Shinoda and Rubin again shared a production credit for Linkin Park's fourth album, A Thousand Suns, which was released on September 14, 2010. This album featured more of his singing than rapping. Shinoda raps in three tracks, specifically "When They Come for Me", "Wretches and Kings" and second single "Waiting for the End", while he sings on numerous songs (specifically verses), such as third single "Burning in the Skies", "Robot Boy", "Blackout", fourth single "Iridescent" and lead single "The Catalyst". Bennington and Shinoda sang simultaneously together on "The Catalyst", "Jornada del Muerto" and "Robot Boy", while "Iridescent" features all band members singing together.

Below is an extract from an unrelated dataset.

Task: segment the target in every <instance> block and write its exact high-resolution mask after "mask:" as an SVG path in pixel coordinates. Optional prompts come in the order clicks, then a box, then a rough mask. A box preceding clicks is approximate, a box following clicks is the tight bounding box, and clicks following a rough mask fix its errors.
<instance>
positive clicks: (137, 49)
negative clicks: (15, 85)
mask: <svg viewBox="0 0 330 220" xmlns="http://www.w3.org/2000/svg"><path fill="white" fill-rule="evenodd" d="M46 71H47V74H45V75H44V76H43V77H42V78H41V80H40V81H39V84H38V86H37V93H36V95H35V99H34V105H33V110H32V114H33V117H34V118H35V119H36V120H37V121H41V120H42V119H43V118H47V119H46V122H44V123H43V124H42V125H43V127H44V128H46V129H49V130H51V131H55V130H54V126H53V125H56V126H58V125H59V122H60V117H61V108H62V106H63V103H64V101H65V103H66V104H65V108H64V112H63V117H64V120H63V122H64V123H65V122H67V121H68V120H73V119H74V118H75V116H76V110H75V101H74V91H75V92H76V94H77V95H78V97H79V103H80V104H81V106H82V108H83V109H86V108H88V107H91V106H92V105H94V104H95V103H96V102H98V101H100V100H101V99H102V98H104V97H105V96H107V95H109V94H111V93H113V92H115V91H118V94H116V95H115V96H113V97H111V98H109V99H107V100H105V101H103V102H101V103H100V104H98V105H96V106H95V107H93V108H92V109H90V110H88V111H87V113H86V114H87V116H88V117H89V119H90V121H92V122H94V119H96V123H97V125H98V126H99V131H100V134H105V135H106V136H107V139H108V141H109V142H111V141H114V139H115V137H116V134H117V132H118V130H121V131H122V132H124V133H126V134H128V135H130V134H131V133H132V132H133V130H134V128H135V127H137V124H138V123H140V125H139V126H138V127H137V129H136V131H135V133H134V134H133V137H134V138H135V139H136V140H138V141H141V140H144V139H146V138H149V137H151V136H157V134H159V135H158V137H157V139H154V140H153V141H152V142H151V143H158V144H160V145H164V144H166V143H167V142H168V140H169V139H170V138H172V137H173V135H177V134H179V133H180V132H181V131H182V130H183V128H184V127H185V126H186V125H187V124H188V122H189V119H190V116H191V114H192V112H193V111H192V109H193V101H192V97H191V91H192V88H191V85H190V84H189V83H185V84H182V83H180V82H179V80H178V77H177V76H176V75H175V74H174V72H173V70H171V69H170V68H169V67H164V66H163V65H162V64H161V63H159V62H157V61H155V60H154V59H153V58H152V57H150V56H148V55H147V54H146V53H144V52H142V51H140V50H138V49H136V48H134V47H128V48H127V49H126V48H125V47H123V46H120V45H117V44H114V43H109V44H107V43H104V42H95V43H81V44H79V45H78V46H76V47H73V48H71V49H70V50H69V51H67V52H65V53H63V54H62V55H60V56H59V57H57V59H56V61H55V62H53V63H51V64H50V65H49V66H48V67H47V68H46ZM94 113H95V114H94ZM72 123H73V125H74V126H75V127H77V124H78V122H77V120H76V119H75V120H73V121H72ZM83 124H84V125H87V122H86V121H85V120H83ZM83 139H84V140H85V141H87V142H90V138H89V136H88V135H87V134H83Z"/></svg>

Linkin Park released their fifth album, Living Things, on June 26, 2012. This album was stated as more "rap-centric" by Shinoda compared to the previous two albums. Whereas there were tracks like "Skin to Bone", "Roads Untraveled" and "Castle of Glass" which featured the singing vocals by Shinoda and had folk music, influenced by the works of Bob Dylan, as well as the inspirations of Dylan. Allmusic described Shinoda's work for the album as, "a fitting soundtrack for aging rap-rockers who are comfortable in their skin but restless at heart". Recharged, which is a remix album consisting remixes of original songs from Living Things, was released on October 29, 2013. Shinoda used his EDM experience from his work with Steve Aoki on "A Light That Never Comes", to remix some songs for the album. Shinoda reinterpreted songs like "Castle of Glass" and "Victimized". He also worked with his old friends like DJ Vice and Ryu for the album.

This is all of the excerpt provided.